Evenings were usually spent back at the other farm.  I can hear the slow creak of the front porch swing as dust began to settle and we listened to hear the first of the whippoorwill's song.  Sometimes a board game or two in the evening.  Then back with the crowd of adults on the screened in porch for laughter and talking and story telling.  And how many nights did Sue just about put me to sleep as she scratched my back?  Beautiful and wonderful memories.

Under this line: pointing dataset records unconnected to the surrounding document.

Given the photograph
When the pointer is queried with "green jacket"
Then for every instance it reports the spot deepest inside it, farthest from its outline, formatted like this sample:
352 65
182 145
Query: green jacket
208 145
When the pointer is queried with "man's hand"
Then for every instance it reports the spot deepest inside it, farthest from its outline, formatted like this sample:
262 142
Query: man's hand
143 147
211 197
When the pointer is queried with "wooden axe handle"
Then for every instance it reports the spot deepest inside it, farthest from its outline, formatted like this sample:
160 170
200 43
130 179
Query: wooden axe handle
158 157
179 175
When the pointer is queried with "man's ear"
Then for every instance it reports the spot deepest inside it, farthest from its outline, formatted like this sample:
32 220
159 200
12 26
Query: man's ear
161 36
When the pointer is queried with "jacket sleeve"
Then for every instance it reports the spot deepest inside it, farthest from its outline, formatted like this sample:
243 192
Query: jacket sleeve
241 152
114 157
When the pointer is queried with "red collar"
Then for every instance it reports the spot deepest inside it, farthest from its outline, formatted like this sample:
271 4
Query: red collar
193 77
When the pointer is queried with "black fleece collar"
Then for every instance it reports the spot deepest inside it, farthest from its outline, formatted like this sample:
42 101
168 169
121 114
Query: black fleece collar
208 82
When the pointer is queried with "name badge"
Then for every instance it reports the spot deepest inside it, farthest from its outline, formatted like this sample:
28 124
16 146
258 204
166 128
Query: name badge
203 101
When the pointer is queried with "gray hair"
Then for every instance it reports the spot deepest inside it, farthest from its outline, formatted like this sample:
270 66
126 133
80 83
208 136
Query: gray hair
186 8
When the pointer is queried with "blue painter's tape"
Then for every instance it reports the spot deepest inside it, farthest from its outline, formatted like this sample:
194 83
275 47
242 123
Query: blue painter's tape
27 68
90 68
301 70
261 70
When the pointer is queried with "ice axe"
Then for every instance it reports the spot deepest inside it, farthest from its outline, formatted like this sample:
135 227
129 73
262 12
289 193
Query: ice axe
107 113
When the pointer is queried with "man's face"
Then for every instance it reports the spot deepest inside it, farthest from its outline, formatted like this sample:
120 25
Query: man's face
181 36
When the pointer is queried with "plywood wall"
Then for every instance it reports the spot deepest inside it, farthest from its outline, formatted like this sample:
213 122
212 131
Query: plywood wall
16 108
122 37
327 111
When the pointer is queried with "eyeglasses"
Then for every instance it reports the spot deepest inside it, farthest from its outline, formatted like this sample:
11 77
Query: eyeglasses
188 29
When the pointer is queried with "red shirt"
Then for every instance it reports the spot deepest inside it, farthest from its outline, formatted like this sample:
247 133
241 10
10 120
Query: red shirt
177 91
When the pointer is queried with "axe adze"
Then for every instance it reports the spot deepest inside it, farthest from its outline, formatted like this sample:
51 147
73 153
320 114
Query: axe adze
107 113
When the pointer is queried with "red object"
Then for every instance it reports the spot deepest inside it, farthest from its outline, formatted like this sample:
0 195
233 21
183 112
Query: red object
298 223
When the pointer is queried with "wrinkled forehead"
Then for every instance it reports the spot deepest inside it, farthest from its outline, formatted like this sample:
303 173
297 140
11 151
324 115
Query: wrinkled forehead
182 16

Both houses sit empty now - my father's parent's home falling apart; my mother's parent's home in much better shape.  I'm glad for growing up with lots and lots of trips to the country.  It's why I think I never took to camping - why camp?  You can have all the benefits and none of the hassles by visiting the family and heading out to the fields, the woods, the branch or run, and the rivers.  I think I'm thinking about it a lot because my cousin's son was suddenly killed - an auto accident this week.  I'm sure I met him but it was long ago.  I wonder if he had the same joys about the old place that his mother's generation had?  I hope he did.  And may God rest his soul.


Becky said...

Enjoyed reading the memories of your grandparents' homes. My father's folks lived across the field from us. Grandpa had a small farm. My siblings and I spent as much time there in the summer as we did at home I think. Grandma used to pay us 50 cents a quart to pick wild blackberries. After she bought them, she'd make a cobbler and we'd eat it. A pretty good deal! We waded in the creeks, played with bailing twine and used our imaginations A LOT. By the way, we called them water striders. Maybe that's a fly-over state term. Sounds like you had a very nice day off.

Jeremy Loesch said...

Thanks for the note Will. Seems familiar to my grandparents' place in Houston MO. You know it's rural when Houston is described as being halfway between Licking and Cabool.

My children are going to be raised in a much more suburban setting than I was, but my wife and I are grateful that U-Pick orchards are close by and that we can get our hands dirty with our own tomato plants and blueberry bushes and flower garden.

Sorry to hear about your cousin's son. I hope that your words on "Lord, Thee I Love" will give you some comfort and solace.